The purpose of the conformation competition is to prove the quality of a breeding animal. That does not mean that those of us crazy enough to compete are not allowed to enjoy it as the wonderful hobby that it is.
Conformation shows are not meant to show which dog is the prettiest, but rather to show which dog most closely conforms to the written standard for the breed to which it belongs. The standard is decided by the parent club of that breed, which for AKC registered Cocker Spaniels is the American Spaniel Club.
The written standard states exactly what each part of the dog should look and feel like. It also states how the dog moves (gaits) and what the temperament should be, and the original purpose of the breed.
When a dog is being shown, each dog is observed stacked and moving, and physically examined by the judge in the class in which it is entered, then compared to others in the same class. The winners of each class are compared and Winners Dog or Bitch is chosen. Winners Dog, Winners Bitch, and any Champions of the Variety, in the case of Cockers, are then compared to choose Best of Breed or Variety. The Best of Variety is then judged against others of the same Group, in our case, the Sporting Group. The Best in Group then competes against the winners of all of the other groups for Best In Show.
In order to become a champion, a dog must earn 15 points, including two major wins under two different judges. A major, determined by the number of dogs defeated in any given breed, is three or more points won at one show.
A dog must be six months of age or older in order to be eligible to earn points. Match shows are a good way to train your dog before it is old enough to be shown for points. They are less expensive to enter, more relaxed, and a good way for both you and your puppy to learn. Also, in most areas of the country, kennel clubs will offer what are called "handling classes". An experienced show person will hold weekly classes, offering advise and an opportunity for both you and your dog to practice the skills necessary to win in a real show.

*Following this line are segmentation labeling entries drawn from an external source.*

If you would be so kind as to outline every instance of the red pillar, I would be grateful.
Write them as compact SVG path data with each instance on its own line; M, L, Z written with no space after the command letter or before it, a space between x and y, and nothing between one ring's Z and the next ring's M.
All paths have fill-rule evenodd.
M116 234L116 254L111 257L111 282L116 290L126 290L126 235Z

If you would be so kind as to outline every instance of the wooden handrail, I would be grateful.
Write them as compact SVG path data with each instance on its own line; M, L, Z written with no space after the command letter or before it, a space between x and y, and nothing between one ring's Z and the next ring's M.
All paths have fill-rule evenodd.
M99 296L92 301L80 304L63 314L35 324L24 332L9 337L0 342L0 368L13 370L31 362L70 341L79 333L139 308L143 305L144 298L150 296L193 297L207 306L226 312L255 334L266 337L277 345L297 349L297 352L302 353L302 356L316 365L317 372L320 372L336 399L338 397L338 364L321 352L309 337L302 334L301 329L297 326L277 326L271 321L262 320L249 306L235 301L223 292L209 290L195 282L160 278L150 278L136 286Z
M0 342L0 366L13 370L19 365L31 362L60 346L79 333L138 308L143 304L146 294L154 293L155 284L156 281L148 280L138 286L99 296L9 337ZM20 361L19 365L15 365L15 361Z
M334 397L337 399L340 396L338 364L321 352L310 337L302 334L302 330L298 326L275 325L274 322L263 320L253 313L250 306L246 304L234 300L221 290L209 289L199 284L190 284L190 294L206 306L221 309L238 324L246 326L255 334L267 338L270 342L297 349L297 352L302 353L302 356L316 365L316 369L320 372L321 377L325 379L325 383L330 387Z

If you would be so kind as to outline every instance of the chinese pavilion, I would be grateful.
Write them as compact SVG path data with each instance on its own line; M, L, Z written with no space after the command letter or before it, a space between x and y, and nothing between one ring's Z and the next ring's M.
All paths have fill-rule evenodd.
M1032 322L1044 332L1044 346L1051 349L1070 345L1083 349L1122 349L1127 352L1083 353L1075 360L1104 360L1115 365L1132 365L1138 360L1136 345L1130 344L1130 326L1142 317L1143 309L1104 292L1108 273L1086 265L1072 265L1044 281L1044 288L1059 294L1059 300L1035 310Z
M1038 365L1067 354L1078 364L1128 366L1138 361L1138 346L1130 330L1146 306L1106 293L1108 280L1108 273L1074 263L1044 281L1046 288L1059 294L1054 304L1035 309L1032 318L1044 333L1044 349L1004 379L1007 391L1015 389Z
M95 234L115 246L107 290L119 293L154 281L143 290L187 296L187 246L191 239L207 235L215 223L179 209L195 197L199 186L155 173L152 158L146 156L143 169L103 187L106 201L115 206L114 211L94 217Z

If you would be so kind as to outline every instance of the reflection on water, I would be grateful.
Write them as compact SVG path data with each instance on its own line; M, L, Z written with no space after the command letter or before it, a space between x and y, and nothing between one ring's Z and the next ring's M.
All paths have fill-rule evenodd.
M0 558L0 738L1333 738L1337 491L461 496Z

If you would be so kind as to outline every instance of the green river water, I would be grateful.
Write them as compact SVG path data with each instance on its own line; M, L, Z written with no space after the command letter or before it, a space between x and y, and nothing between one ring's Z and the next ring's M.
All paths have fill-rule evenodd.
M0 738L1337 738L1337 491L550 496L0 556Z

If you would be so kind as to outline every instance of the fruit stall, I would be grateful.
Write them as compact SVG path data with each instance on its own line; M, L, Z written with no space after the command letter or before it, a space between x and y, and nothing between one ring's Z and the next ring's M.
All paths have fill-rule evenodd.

Once your dog has won enough points to complete its championship, it may be shown as a champion, called "specialing". This is done for a couple of reasons. Points are earned each year a "special" is shown for "rankings", or where the dog ranks with the other specials being shown that year. It's also a good way to show your dog to other members of the fancy who may wish to breed to him, or in the case of a female, purchase a puppy from her or from your lines. A dog can be specialed for as long as the owner, or the dog wish. There are special classes at most specialty shows for veterans, the older dogs. Dog shows are a sport that both professionals and amateur owner/handlers can compete against each other. Usually, but not always, a newcomer to showing must "pay their dues", meaning lose a lot while learning the ropes. Some people are naturals, and have the knack of showing their dogs almost from the beginning. This is rare, but it does happen. It's a great hobby and you can show your dog as much or as little as you want or can afford. Even kids can compete. There are classes for Junior handlers at most shows for kids eight years or older. There are no age limitations in the regular classes, and children as young as four or five have taken dogs into the ring, and sometimes win the points. Parents must, of course, use common sense when allowing a child to show a dog, making sure that the child is able to control the dog at all times, but there are no rules against a youngster showing in regular conformation classes at any age. You can order booklets with all the rules from AKC, and should definitely do so before entering a show. You should be familiar with all rules before showing.